The internet may be responsible for drip-feeding us knowledge via clicks instead of dredged up memories, but neither member of the band can deny the power it has had on their career. After two albums with Sub Pop, the duo opted to forgo the traditional distribution deal and release album number three, Dead Blue, on their own label. Thanks to digital marketplaces, that no longer seems like such a pie-in-the-sky proposition.

They also left London, where they’ve lived for over a decade, in favor of Deal, a tiny town, located the next county over in Kent. Both say that the bucolic atmosphere, where there was little do but haunt the local pub and go for walks, helped them focus completely on the job at hand, writing and recording for the better part of a year.

“It was this seaside town,” says Hughes, setting the scene. “It was really cool place. There was not much going on. It was very beautiful we were right on the sea. We had this amazing house right on the beach. That may have been why it took so long.”

He pauses to laugh. Since recording, he and Murray have relocated to Austin, Texas, so it’s clear the multi-instrumentalist is enjoying this opportunity to reminisce.

“I have this theory that it doesn’t actually exist,” he continues. “It’s a dream world and time just sort of stops there. It’s on the edge of England. You can see France on a clear day. It’s amazing. You feel like you’re on the edge of the world. Nothing is going on and people are all different and friendly. So we just thought, hmm, let’s spend a few more months on this album.”

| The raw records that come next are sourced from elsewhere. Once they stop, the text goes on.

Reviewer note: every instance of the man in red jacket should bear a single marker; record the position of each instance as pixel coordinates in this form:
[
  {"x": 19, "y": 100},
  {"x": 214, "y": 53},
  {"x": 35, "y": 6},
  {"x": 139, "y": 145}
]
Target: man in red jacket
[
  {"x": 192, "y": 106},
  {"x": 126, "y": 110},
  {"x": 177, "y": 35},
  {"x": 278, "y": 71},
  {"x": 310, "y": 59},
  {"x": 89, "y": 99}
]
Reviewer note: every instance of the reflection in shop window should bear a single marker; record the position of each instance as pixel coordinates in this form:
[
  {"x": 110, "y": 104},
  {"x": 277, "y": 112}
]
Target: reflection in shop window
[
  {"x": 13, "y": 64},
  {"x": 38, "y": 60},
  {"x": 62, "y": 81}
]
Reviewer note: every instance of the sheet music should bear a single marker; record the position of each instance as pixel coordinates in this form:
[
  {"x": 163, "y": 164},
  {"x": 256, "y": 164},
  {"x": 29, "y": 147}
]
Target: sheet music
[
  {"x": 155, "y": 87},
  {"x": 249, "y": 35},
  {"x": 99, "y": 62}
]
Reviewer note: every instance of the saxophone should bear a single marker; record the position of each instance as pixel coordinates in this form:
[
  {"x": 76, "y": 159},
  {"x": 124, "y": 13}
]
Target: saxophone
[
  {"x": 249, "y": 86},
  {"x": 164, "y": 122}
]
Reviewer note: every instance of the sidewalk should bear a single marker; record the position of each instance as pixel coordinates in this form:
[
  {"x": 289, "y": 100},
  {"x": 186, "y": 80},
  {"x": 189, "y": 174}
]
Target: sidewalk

Other than a desire to add some tension to their sound, both Murray and Hughes admit they didn’t go into their sessions with any preconceived notions of what they were looking for. Beginning with their 2008 debut EP Remember Pepper, Still Corners’ chief concern has been with the dreamy, their music playing more like sonic accompaniments to say, French New Wave films than traditional songs. Still Corners’ 2013 sophomore album Strange Pleasures added more beats and reverb, many of its tracks sounding alternate dimension radio-ready. But still their music played on the light side, as though lobbying to become the very definition of dream pop. To help them channel their inner darkness, the pair employed more guitar, scattering Chromatics-like hooks around “Bad Country” and “Lost Boys.” (“It started off as Beach Boys,” Murray reveals of the track.) They also channeled the energy of their former hometown.

“The dark city streets of London come out of that,” Hughes explains. “It was 12 years for me. Suddenly we’re in this other place that’s more of a nature place, but you’re still conjuring up all these images and they’re all still really present in your imagination. So a dark city street record made in a sleepy seaside town. But through the Still Corners filter.”

It might be easy to place the title Dead Blue in the same league as say, Stranger Things (a connection no doubt nurtured by the album’s 1980s-inspired artwork). And certainly many of the textured synths the pair employees would help further the parallelism. But Hughes says that the phrase has its origin in local slang rather than SciFi.

“I think it’s an expression when we say ‘dead blue’ we mean it’s ‘really blue,’” he clarifies. “Dead gorgeous. That kind of thing. It was the window out from the room we were working on. It looked directly to the sea and it was very blue.”

But perhaps the biggest transformation has been Murray’s vocals, pushed to the forefront of the band’s recordings. As Still Corners’ de facto frontwoman, her eerie soprano has always been a major part of the band’s aesthetic. But now she sounds in control—and perhaps a bit dangerous.

“It’s been quite fun to experiment with that and use different parts of my voice,” Murray confesses. “And certainly in a live context generally the newer ones are easier to sing live. The early ones are whispery and quiet. It’s almost an unnatural way of singing when you’re in front of a whole band in a huge venue. I guess it was a conscious decision. We really experimented and pushed things further. It was good. But I wouldn’t be surprised if the next one is different again.”